A recruitment company wishes to buy a small kettle from a retail company (‘the Retailer’) for the use of its employees.
When the office manager of the recruitment company first visits the Retailer’s premises the kettle is not in stock. The Retailer therefore orders one from the wholesalers and the office manager later returns to the Retailer to collect it.
After being used twice the kettle does not work.
What claim does the recruitment company have?
A. The kettle is not of satisfactory quality under the Consumer Rights Act 2015.
B. The kettle is not fit for particular purpose under the Consumer Rights Act 2015.
C. The kettle is not of satisfactory quality under the Sale of Goods Act 1979.
D. The kettle is not fit for particular purpose under the Supply of Goods (Implied Terms) Act 1973.
E. The kettle is not of satisfactory quality under the Supply of Goods and Services Act 1982.
C - The kettle is not of satisfactory quality under the Sale of Goods Act 1979.
A landscaper contracts with a building merchant for the supply of resin. At the time of sale, the landscaper told the building merchant that it required the resin to create a road surface for a client’s heavy agricultural vehicles. The building merchant supplies resin that is only suitable for light domestic vehicles and it cracks when it is first driven on by a large agricultural vehicle.
Which of the following best explains whether the landscaper has a remedy under the Sale of Goods Act 1979?
Select one alternative:
Yes, because the resin does not correspond with the building merchant’s description.
Yes, the resin was not fit for the particular purpose made known by the landscaper.
Yes, the resin is not of satisfactory quality or fit for the particular purpose made known by the landscaper.
No, there is no breach. Satisfactory quality is assessed by the standard the reasonable person would expect.
Yes, the resin was not of satisfactory quality as it was not fit for all purposes for which resin is commonly supplied.
Yes, the resin was not fit for the particular purpose made known by the landscaper.
This is a contract law question on the topic of terms of a contract, specifically the Sale of Goods Act 1979. The landscaper has made known a particular purpose for which the resin is being bought.

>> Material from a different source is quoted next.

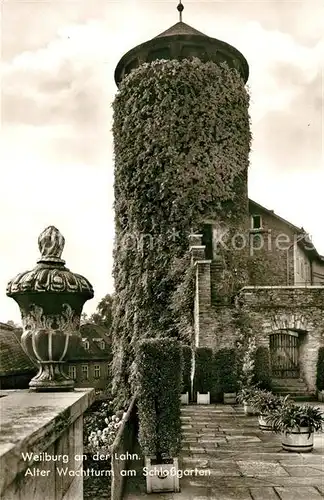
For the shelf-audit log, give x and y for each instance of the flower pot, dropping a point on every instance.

Where the seller sells goods in the course of a business and the buyer expressly (or impliedly) makes know to the seller a particular purpose for which the goods are being bought, there is an implied term that they are fit for that purpose. This term is breached as the contractor has supplied resin that is not suitable for this purpose and cracks when used for this purpose. The resin is not sold by description. There is no indication that it is not of satisfactory quality if used for its intended purpose by light domestic vehicles.